As far as Antigua and Barbuda is concerned, government says every effort will be made to meet all the necessary requirements before the rollout gets into gear.
“The government has been responsible at all levels with this particular matter…so, whatever technical and facility requirements there are, the government will absolutely put those in place before we take on board the challenge of deploying these vaccines in that environment – particularly to our tender little ones,” Information Minister Melford Nicholas said on Thursday.
The minister also noted that the government will continue leaning on the advice and assessment of the National Technical Working Group (NTWG) on Covid-19 vaccines, particularly toward this new development.

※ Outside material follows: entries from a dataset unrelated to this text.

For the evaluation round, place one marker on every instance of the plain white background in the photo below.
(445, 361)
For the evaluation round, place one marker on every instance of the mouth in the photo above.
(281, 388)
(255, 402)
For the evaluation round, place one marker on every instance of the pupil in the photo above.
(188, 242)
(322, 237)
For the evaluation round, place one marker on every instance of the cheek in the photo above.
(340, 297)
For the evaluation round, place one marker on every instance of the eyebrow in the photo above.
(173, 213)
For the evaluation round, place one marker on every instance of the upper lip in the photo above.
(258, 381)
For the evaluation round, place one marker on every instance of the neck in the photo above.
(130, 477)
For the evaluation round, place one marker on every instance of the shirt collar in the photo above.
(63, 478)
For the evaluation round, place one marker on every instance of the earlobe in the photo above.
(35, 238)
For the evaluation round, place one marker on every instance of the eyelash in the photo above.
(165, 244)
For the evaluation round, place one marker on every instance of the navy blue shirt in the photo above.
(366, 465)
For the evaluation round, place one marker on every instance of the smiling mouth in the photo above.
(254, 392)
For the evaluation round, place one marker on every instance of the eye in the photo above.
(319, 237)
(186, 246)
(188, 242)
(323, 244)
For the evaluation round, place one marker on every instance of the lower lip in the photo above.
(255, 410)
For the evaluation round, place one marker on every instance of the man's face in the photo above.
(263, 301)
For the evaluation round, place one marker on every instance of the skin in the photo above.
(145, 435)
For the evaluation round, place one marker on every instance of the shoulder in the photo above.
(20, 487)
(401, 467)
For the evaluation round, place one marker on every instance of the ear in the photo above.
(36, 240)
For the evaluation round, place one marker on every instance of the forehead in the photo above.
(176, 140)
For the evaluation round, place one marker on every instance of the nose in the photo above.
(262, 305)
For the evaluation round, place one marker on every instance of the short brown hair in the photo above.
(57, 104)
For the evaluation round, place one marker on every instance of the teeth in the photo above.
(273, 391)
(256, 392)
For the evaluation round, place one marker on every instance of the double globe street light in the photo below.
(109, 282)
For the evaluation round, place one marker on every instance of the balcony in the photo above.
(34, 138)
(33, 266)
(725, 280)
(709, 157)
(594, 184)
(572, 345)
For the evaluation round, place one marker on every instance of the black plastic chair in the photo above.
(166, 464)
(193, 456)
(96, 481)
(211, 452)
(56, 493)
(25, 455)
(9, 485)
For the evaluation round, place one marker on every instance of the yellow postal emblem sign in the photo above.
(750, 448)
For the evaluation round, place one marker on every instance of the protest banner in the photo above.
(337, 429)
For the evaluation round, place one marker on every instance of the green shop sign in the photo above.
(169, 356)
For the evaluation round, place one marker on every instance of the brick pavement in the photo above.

“We rely on the expertise and the professionals that are in that group to inform the process of the government [and] the Ministry of Health would have availed itself of all the prerequisites to be able to have vaccines being received, stored and deployed.
“So, yes, the government will remain responsible as it has been throughout the course of the vaccination process,” Nicholas said.
The government could also soon require more technical advice, in addition to more doses of the Pfizer shot for young children. On Thursday, during the handover ceremony of two field hospitals donated by the US, Prime Minister Gaston Browne requested the US also consider gifting more jabs along with Covid antiviral pills.
The latter, manufactured by US pharmaceutical company Merck, was approved for use last week by the UK’s Medicines and Healthcare products Regulatory Agency (MHRA).
A US Food and Drug Administration (FDA) advisory committee is scheduled to evaluate the safety and efficacy data of the pill on November 30 and decide whether to approve it for emergency use authorisation in the US.